Infine, a proposito di queste
vicende societarie, si evidenzia che Antonio Buongiovanni, socio unico e
amministratore unico di Ecoservizi per l’ambiente S.r.l., convocato durante la
missione del 30 maggio 2017, nella sua qualità di indagato per i fatti di cui
la Commissione si stava contestualmente occupando, si è avvalso della facoltà
di non rispondere.
I controlli
Strettamente
collegata alle vicende autorizzative appare la problematica dei controlli.
Quanto al comune, Fabio
Fucci, sindaco di Pomezia,
ascoltato nel corso della missione, precisava che le competenze del comune in
proposito riguardano solo la materia urbanistica e, richiesto circa la posizione
dell’Eco X come industria insalubre ai sensi dell’articolo 216 T.U. LL.SS del
1934, rispondeva di non aver trovato, negli incartamenti, un particolare
riferimento alla normativa riguardo a questo tipo di attività.
Dal
canto suo, Marco Lupo, direttore
generale di ARPA Lazio,
nell’audizione del 24 maggio 2017, ricordava che “per quanto riguarda i
controlli, certamente diamo una maggiore importanza agli impianti in
autorizzazione integrata ambientale, non solo perché sono più importanti ma
anche perché facciamo in via esclusiva il controllo.
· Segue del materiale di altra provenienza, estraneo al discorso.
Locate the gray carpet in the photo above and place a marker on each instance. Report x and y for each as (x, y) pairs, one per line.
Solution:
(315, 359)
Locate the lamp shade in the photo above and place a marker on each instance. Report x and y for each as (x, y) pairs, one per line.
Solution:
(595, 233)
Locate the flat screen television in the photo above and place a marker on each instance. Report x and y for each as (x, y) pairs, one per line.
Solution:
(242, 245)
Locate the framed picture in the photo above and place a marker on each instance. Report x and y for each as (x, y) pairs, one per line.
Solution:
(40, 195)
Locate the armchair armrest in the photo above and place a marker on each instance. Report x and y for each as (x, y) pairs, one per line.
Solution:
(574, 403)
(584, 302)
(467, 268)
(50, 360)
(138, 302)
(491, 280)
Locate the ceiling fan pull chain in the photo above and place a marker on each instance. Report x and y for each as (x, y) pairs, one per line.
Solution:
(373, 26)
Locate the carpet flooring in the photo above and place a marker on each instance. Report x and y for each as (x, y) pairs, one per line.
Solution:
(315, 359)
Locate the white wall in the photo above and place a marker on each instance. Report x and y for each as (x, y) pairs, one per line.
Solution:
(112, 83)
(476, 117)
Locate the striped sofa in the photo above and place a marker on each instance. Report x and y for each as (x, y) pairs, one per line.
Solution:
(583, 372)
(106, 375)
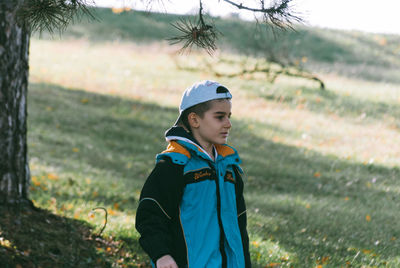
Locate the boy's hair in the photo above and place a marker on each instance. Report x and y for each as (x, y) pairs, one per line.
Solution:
(199, 109)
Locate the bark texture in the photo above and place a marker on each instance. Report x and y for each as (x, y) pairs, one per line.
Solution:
(14, 70)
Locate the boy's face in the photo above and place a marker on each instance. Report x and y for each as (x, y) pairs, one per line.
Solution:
(214, 127)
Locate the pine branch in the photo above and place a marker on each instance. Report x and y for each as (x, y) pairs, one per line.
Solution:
(279, 14)
(197, 33)
(51, 15)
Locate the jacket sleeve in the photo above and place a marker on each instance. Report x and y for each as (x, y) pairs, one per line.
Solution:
(242, 217)
(159, 203)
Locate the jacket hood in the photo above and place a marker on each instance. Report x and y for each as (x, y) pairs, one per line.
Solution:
(180, 141)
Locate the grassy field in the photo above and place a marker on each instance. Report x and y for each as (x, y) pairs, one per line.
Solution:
(321, 167)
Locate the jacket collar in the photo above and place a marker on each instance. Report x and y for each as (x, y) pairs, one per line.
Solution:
(177, 133)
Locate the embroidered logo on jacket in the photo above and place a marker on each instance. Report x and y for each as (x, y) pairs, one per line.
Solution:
(201, 174)
(229, 177)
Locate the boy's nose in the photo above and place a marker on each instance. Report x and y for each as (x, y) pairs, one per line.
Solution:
(228, 123)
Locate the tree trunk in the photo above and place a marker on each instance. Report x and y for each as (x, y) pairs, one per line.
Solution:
(14, 70)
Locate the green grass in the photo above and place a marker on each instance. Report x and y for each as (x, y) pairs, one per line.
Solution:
(101, 148)
(373, 57)
(321, 167)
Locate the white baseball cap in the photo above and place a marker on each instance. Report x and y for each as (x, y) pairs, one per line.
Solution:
(201, 92)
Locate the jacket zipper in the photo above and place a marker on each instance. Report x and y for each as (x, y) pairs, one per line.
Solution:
(221, 228)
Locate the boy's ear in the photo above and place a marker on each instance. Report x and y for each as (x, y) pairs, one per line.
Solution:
(193, 120)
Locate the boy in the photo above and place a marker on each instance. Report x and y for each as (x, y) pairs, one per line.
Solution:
(191, 211)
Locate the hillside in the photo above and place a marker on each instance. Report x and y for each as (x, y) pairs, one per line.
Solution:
(321, 168)
(349, 53)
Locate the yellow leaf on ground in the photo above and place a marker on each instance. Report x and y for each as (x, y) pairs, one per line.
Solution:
(317, 174)
(273, 264)
(52, 176)
(35, 181)
(117, 10)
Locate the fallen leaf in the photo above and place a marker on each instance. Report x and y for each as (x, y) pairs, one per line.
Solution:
(52, 176)
(317, 174)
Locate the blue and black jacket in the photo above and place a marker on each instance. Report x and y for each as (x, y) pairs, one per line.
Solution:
(192, 208)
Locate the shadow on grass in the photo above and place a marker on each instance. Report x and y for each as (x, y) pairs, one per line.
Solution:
(307, 203)
(38, 238)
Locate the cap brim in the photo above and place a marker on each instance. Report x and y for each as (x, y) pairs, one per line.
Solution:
(178, 120)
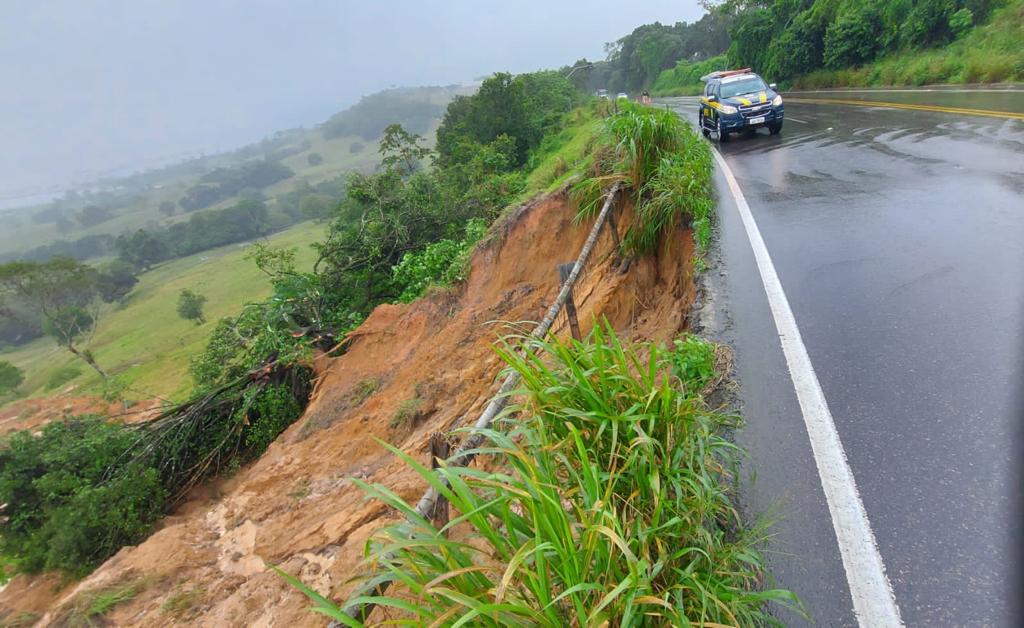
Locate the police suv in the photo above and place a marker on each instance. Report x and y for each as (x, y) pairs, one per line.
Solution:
(737, 100)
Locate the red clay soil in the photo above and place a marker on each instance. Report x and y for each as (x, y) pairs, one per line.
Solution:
(429, 362)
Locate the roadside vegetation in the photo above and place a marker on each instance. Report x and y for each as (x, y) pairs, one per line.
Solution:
(990, 52)
(86, 487)
(611, 501)
(821, 43)
(608, 496)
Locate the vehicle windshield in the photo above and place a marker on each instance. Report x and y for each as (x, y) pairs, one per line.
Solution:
(743, 86)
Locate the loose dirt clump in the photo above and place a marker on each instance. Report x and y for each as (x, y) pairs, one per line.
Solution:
(430, 361)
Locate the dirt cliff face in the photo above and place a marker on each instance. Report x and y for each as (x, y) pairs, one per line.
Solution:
(410, 370)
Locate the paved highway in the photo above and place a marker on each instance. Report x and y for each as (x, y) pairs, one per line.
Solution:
(897, 236)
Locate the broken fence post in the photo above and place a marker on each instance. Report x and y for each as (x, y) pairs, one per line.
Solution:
(563, 274)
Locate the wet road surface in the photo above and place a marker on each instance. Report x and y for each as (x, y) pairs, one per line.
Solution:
(898, 237)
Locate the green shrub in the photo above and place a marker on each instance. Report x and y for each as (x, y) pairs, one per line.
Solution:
(667, 168)
(611, 504)
(65, 510)
(266, 415)
(693, 362)
(443, 262)
(961, 22)
(62, 375)
(853, 38)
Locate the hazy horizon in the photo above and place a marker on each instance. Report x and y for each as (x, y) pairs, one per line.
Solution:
(100, 86)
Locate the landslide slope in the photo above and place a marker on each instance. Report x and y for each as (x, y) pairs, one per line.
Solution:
(410, 370)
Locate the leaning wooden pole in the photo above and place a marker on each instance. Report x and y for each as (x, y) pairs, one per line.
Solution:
(465, 454)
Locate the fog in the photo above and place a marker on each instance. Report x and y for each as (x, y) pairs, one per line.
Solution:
(95, 87)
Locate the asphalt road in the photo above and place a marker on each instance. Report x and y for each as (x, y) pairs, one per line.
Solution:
(898, 238)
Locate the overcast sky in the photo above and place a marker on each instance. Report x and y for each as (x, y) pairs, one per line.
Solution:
(87, 86)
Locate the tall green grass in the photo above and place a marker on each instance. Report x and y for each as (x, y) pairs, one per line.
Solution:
(612, 503)
(666, 166)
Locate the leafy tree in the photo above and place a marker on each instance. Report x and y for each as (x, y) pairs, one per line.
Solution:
(522, 108)
(62, 511)
(928, 24)
(799, 48)
(961, 22)
(62, 293)
(190, 306)
(10, 377)
(853, 38)
(399, 149)
(752, 35)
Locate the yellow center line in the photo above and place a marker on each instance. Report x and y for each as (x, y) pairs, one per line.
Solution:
(922, 108)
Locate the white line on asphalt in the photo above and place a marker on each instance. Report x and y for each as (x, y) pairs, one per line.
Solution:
(867, 91)
(873, 602)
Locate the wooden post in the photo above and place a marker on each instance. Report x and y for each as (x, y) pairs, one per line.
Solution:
(563, 276)
(439, 450)
(614, 233)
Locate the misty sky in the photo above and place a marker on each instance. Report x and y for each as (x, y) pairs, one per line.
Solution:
(89, 86)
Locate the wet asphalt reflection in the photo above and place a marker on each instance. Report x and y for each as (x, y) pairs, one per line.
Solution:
(898, 237)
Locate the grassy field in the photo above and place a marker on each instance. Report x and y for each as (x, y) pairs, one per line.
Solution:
(143, 341)
(20, 234)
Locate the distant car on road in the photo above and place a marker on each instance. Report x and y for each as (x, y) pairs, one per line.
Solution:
(737, 100)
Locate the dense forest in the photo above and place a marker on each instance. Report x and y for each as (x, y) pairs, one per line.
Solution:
(920, 40)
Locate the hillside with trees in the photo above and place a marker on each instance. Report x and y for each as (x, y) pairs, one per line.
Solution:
(809, 43)
(279, 171)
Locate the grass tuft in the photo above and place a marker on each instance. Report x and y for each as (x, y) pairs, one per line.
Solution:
(665, 165)
(610, 502)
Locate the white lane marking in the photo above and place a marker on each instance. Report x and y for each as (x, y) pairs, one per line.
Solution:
(867, 91)
(873, 601)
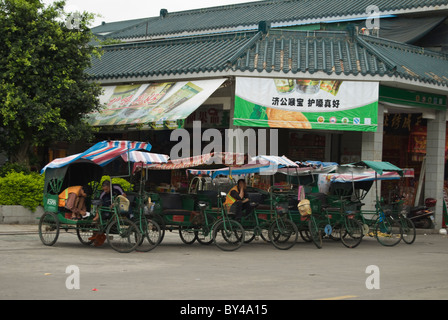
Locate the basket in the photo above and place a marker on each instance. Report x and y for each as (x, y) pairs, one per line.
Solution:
(123, 204)
(304, 207)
Viceversa, per gli
impianti ex
articolo 208, ma anche per quelli in semplificata, anche per quelli in AUA –
sono tanti gli impianti connessi al ciclo dei rifiuti, i soggetti che li
autorizzano e le tipologie – sarebbe una competenza precipua della provincia,
mi pare ai sensi dell’articolo 197 del 152. È chiaro che nella nostra attività
cerchiamo comunque di programmare dei controlli anche su questo tipo di
impianti: ne facciamo, ma teniamo conto che nella regione Lazio gli impianti
connessi al ciclo dei rifiuti, se ricomprendiamo sia quelli in AIA, sia quelli
in 208, sia quelli in semplificata, sia quelli in AUA, sono più di mille. È
chiaro che non si possono controllare, soprattutto quelli meno impattanti, con
troppa frequenza. Io ho fatto una verifica. Sono soltanto da due anni all'ARPA,
quindi insieme al dottor Ceradini, direttore della sezione di Roma, e
all'ingegnere Cintoli, il direttore tecnico, abbiamo verificato il pregresso.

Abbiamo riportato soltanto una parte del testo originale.